What's wrong is quickly apparent. In the first chapter, Hogan spends three pages detailing a transaction in which one character, on an intercontinental flight, places an order for a rental vehicle. Yes, three pages in which the character opens up his briefcase to reveal a screen in its lid, talks to the Avis rep on the videophone, runs his license and credit card through special slots in the briefcase, and enters his password: "Gray cast his eye rapidly down the screen, grunted, and keyed in a memorized sequence of digits that was not echoed in the display." Bear in mind that the book was published in 1977; the author got a lot of the details right, but not enough, and I just kept thinking how much easier it would be to use the Avis website. I can see why writers like William Gibson elide most of these details. But Hogan is all about such details, and the book consequently has a short shelf life.

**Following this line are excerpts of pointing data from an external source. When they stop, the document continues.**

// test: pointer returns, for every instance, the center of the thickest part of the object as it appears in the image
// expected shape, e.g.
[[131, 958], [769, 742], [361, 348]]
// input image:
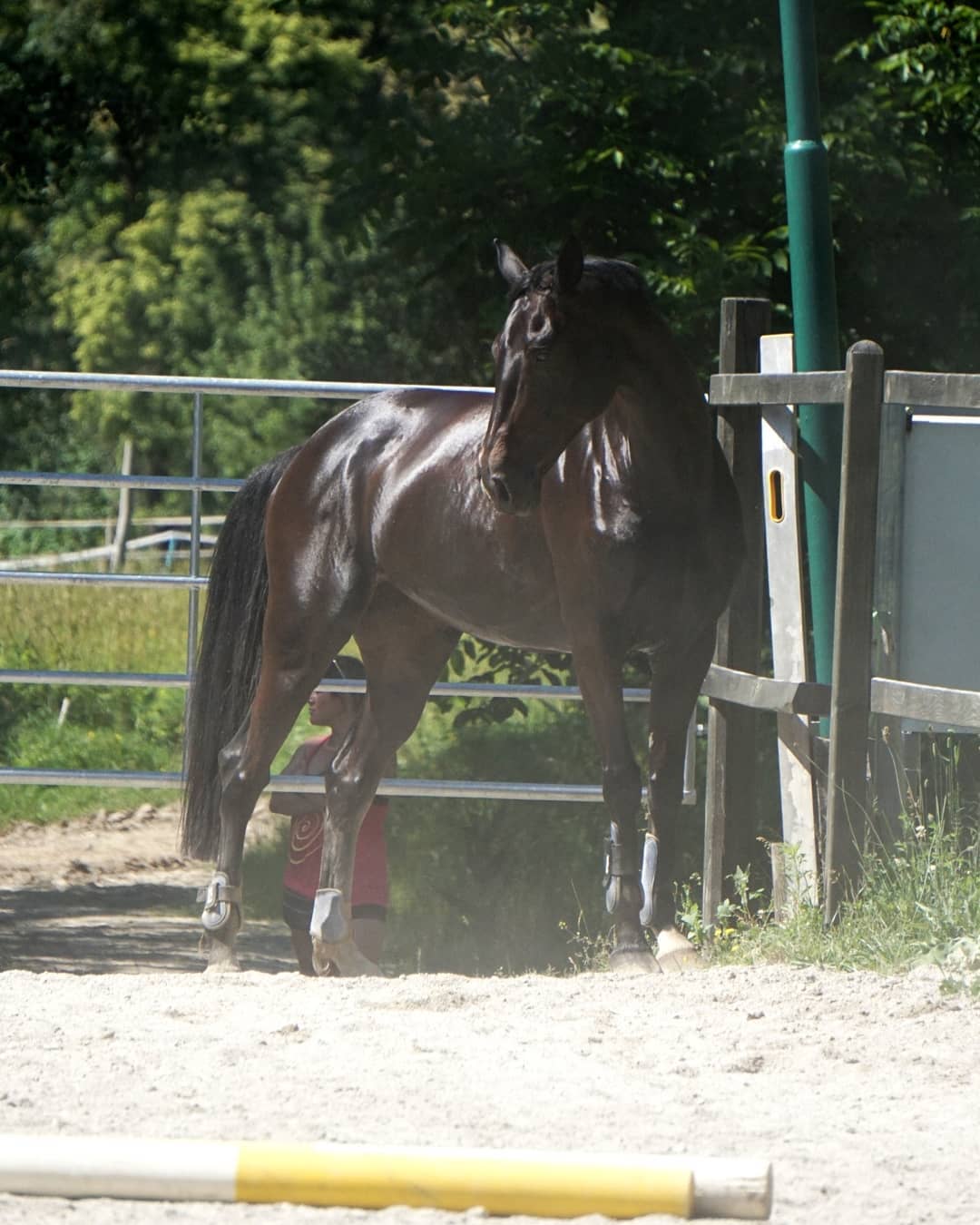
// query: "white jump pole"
[[356, 1176]]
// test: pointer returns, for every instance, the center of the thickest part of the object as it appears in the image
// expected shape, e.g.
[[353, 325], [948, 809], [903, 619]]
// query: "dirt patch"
[[109, 893], [863, 1091]]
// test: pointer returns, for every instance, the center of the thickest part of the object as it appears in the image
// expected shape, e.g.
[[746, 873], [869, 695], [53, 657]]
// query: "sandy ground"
[[864, 1092]]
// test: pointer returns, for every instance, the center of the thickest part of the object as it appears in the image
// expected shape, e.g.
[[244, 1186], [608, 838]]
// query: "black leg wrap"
[[620, 864]]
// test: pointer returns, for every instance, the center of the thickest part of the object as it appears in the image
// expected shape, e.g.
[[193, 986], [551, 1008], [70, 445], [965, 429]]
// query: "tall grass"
[[917, 900], [90, 629]]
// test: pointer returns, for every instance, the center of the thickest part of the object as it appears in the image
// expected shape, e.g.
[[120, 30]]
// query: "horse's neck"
[[663, 422]]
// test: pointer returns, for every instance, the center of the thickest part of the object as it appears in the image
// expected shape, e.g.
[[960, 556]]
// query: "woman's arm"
[[298, 804]]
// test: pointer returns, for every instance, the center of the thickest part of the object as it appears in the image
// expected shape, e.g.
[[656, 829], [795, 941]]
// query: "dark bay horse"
[[588, 508]]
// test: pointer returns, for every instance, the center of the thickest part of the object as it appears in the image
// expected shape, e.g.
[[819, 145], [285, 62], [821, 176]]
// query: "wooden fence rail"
[[738, 392]]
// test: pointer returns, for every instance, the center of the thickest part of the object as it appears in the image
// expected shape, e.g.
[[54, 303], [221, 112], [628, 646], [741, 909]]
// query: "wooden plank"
[[906, 387], [729, 800], [941, 707], [808, 387], [887, 767], [798, 867], [765, 693], [850, 685]]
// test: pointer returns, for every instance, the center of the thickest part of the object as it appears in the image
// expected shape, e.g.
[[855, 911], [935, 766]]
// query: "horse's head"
[[555, 370]]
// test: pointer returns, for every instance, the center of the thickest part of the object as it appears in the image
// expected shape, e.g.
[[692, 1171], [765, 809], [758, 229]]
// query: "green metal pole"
[[814, 315]]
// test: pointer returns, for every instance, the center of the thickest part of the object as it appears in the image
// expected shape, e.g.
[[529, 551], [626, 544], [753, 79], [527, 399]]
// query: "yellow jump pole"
[[525, 1183]]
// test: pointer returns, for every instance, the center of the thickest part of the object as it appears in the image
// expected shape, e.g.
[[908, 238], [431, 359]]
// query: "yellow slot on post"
[[777, 507]]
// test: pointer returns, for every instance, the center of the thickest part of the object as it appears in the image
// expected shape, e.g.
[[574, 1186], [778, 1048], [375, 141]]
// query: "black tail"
[[230, 654]]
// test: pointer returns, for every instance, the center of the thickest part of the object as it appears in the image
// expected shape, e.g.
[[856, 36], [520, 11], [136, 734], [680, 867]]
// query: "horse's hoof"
[[343, 958], [220, 957], [633, 961], [675, 953]]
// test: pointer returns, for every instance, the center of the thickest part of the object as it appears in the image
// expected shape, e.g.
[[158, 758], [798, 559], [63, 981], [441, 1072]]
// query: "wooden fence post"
[[729, 791], [124, 516], [850, 691]]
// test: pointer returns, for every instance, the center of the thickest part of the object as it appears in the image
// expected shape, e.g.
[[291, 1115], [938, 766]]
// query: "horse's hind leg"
[[405, 651], [599, 678], [674, 688]]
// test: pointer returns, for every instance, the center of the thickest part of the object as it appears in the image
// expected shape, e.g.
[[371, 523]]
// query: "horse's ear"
[[570, 263], [511, 267]]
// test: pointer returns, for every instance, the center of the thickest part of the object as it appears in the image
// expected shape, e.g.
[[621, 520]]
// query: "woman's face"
[[328, 710]]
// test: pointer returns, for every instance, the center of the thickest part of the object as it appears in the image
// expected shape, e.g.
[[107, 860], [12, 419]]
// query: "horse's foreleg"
[[674, 689], [293, 662], [599, 679], [403, 652]]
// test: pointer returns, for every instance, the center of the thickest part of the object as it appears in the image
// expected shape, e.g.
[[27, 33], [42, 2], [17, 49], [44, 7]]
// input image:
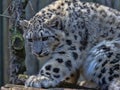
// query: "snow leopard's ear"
[[24, 24], [55, 22]]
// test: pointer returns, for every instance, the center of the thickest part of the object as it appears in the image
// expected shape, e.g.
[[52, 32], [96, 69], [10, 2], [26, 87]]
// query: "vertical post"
[[1, 46]]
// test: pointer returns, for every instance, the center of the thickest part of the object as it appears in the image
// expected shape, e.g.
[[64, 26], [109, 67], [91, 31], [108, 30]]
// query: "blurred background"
[[32, 7]]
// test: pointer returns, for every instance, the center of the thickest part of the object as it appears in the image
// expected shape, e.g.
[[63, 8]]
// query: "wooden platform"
[[21, 87]]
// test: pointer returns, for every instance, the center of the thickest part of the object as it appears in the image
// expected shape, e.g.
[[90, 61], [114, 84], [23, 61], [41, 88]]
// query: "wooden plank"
[[21, 87]]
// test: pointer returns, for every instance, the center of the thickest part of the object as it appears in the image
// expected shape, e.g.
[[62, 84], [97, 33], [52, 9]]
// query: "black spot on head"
[[59, 60], [99, 60], [109, 54], [69, 42], [100, 75], [75, 36], [67, 78], [103, 80], [103, 70], [72, 75], [115, 75], [48, 67], [56, 70], [96, 68], [104, 63], [62, 4], [56, 76], [42, 72], [114, 61], [118, 56], [72, 48], [61, 52], [75, 55], [67, 34], [110, 78], [47, 73], [68, 64], [111, 71], [104, 47], [116, 67]]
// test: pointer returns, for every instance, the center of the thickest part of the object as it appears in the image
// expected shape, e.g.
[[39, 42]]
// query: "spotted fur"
[[71, 35]]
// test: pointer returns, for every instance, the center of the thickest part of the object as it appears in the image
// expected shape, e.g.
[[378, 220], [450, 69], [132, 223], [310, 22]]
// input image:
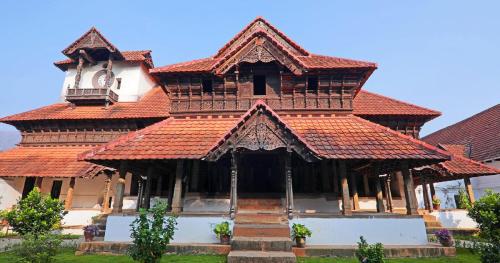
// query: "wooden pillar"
[[120, 188], [411, 199], [195, 175], [107, 190], [366, 184], [388, 192], [69, 196], [177, 195], [325, 179], [380, 196], [346, 201], [335, 176], [354, 189], [289, 184], [470, 191], [147, 192], [78, 75], [234, 185]]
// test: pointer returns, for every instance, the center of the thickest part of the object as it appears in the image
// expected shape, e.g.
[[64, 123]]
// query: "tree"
[[36, 214], [151, 234]]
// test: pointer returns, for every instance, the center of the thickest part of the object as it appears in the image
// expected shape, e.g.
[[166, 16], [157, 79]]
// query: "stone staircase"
[[261, 233]]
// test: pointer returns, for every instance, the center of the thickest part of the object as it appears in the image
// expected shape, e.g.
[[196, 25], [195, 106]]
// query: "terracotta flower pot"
[[224, 240], [89, 237], [301, 242]]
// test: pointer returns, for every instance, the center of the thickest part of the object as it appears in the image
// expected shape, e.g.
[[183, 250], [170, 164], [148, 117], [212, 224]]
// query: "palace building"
[[261, 132]]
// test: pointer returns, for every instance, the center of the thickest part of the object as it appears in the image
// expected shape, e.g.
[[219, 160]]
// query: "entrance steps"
[[261, 234]]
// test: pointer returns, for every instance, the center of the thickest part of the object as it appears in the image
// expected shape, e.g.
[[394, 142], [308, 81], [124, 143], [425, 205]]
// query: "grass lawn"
[[464, 256]]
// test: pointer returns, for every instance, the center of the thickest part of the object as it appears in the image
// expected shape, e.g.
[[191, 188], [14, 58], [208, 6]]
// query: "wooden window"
[[55, 192], [207, 86], [312, 83], [259, 85]]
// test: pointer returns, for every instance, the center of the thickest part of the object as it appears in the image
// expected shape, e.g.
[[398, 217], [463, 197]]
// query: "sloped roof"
[[154, 104], [368, 104], [347, 137], [53, 161], [143, 56], [481, 132]]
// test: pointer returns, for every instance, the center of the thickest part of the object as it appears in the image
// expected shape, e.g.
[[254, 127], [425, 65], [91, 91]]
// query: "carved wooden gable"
[[260, 49], [93, 39], [262, 130]]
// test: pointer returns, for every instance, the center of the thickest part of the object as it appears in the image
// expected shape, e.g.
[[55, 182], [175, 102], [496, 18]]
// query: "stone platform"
[[120, 248]]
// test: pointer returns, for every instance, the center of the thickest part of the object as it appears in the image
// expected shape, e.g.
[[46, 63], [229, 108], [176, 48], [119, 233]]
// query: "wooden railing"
[[101, 94]]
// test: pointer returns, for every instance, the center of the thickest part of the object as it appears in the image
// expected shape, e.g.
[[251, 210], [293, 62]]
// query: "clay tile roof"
[[461, 166], [368, 103], [128, 56], [154, 104], [53, 161], [348, 137], [481, 132]]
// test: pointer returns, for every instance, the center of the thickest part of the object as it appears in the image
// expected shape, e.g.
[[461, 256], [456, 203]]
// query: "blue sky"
[[443, 55]]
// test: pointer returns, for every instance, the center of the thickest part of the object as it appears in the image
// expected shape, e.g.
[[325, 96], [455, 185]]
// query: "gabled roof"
[[481, 132], [143, 56], [154, 104], [92, 39], [50, 161], [334, 137], [372, 104], [261, 28]]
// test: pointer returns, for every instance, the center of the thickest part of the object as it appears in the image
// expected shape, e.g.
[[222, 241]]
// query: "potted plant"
[[90, 232], [299, 233], [436, 203], [223, 232], [444, 237]]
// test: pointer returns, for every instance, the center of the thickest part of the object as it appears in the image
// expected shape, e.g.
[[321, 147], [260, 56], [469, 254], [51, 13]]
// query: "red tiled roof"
[[348, 137], [368, 103], [128, 56], [54, 161], [155, 104], [481, 132]]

What goes right, though, is that the book provides a sampling of several different scientific fields. What would happen if we discovered a 50,000 year old corpse on the moon? Hogan realistically portrays the coordination that would have to go on among different scientific communities (although I think he provides a two-dimensional portrayal of the controversies that would arise). We get to learn a little bit about evolutionary biology, astrophysics, chemistry, cryptography, and so forth. And we get the pleasure of watching this cross-disciplinary community solve a complex puzzle. The solution is pretty improbable, but what do you want. Hard science fiction is still science fiction, after all.